Thierry LeRoux était policier dans la communauté de Lac-Simon, en Abitibi.

La loi C-71 n’aurait pas empêché la mort de mon fils

Je croyais, à la suite de ma rencontre avec Ralph Goodale en novembre dernier, que le ministre de la Sécurité publique aurait au minimum constaté le coût dévastateur en vies humaines de certaines failles dans la Loi sur les armes à feu et que, malgré ses réponses évasives et son piètre engagement au sujet de l’étendue et de la vigueur des mesures à venir, il aurait assez d’empathie envers les victimes pour changer quelque chose en lien avec les tragédies commises à l’aide d’armes possédées légalement.

Or, il n’y a rien dans le projet de loi C-71 qui aurait changé quoi que ce soit en lien avec la mort violente et évitable de mon fils Thierry.

De quelles failles s’agit-il? Celles qui permettent à des individus de légalement posséder des armes à feu malgré la connaissance par les autorités de comportements dangereux, comme les antécédents violents et suicidaires bien connus de l’homme qui a tué mon fils.

En effet, les policiers avaient eu plusieurs interactions avec Anthony Raymond Papatie, et ils lui ont confisqué ses armes à peine cinq mois avant la date tragique du 13 février 2016.

Mais mis à part la possession d’un dossier criminel pour les pires crimes, la loi oblige seulement aux autorités de tenir compte d’une liste relativement restreinte de facteurs de risque très sérieux. En aucun cas les contrôleurs d’armes de même que les juges ne se voient dans l’obligation de refuser la possession d’armes à quiconque manifeste un ou plusieurs de ces facteurs.

Ainsi, malgré les antécédents de Papatie, c’est Thierry lui-même qui a dû lui redonner ses armes, sur l’ordre de ses supérieurs, incluant celle qui a servi à l’abattre. Comment ne peut-on pas voir de problème avec cette situation tout à fait légale? Est-ce que le gouvernement pense vraiment que le maintien du statu quo sert l’intérêt public?

Même les règles aux États-Unis sont plus strictes à certains égards.
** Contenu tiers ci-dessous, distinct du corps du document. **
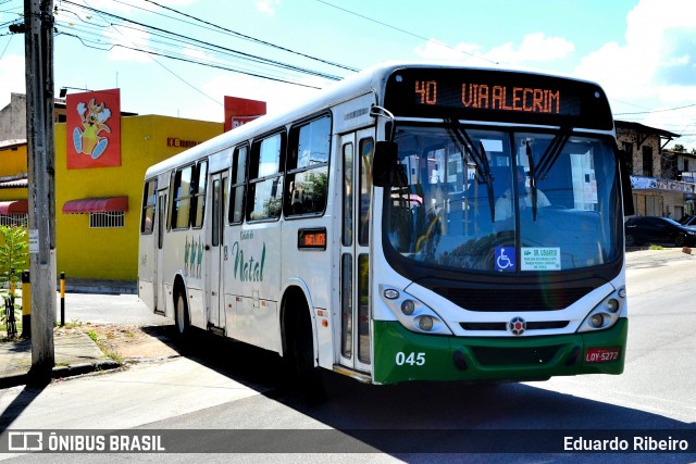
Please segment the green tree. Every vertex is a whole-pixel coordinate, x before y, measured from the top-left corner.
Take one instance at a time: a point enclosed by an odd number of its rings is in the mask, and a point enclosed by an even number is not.
[[[27,267],[28,249],[26,228],[0,226],[0,286],[20,281],[22,271]]]
[[[16,226],[0,226],[0,287],[4,287],[8,284],[17,284],[20,281],[20,275],[22,269],[27,266],[27,252],[29,243],[26,238],[26,228]],[[12,274],[12,268],[15,273]],[[9,290],[0,291],[0,324],[8,324],[8,314],[5,309],[5,300],[8,298],[14,298],[10,296]],[[7,300],[8,302],[10,300]],[[21,321],[21,308],[18,304],[14,305],[14,319]],[[8,326],[8,333],[10,327]],[[12,334],[9,334],[12,335]]]

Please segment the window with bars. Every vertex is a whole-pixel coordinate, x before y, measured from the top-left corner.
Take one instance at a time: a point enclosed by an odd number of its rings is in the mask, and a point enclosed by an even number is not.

Par exemple, plusieurs États interdisent automatiquement la possession d’armes à feu à toute personne faisant l’objet d’une ordonnance de non-communication impliquant un partenaire intime, à toute personne ayant abusé de l’alcool ou de la drogue, ou à toute personne souffrant de troubles mentaux et ayant des antécédents de violence.

Or, la seule chose que le ministre propose de changer en lien avec l’accès légal aux armes à feu est de permettre aux autorités de regarder plus loin dans le temps lorsqu’une personne fait une demande de permis. C’est une bonne chose. Malheureusement, cela n’aurait rien changé dans le cas de Thierry, puisque les antécédents de l’individu en question étaient déjà bien connus des autorités.

Ma famille et moi comptions sur le Parti libéral pour nous assurer que la mort de Thierry n’ait pas été en vain. Je me suis rendu à Ottawa pour demander en personne au ministre de resserrer les critères dans la loi, de manière à systématiquement favoriser la sécurité publique plutôt que la possession d’armes. De telles mesures auraient pu empêcher la mort à 26 ans de mon fils.

Et si le gouvernement préfère ne pas passer par la voie législative et plutôt miser sur une meilleure application de la loi, où sont les annonces en grande pompe, les budgets de centaines de millions de dollars et les sommets d’experts pour mieux repérer les individus à risque, éduquer les tribunaux et soutenir les interventions policières préventives? Curieusement, ce n’est qu’en lien avec les «armes à feu criminelles et les gangs» que le gouvernement Trudeau réserve ce genre d’investissements, précisément comme le veut le lobby des armes.

Est-ce que le Parti libéral a tellement peur de ce lobby qu’il préfère maintenir un système qui coûte la vie à d’innocents citoyens? Pourtant, le gouvernement Trudeau aurait beaucoup plus à gagner en se rangeant fermement du côté de la sécurité publique, si on se fie aux sondages d’opinion publique.

Il est encore temps de corriger le tir, par l’entremise d’amendements significatifs. Ainsi, d’ici l’adoption finale de C-71, j’espère pouvoir réviser mes propos et applaudir un gouvernement qui cherche à protéger le public, plutôt que de dénoncer un gouvernement qui se plie devant le lobby proarmes, comme son prédécesseur.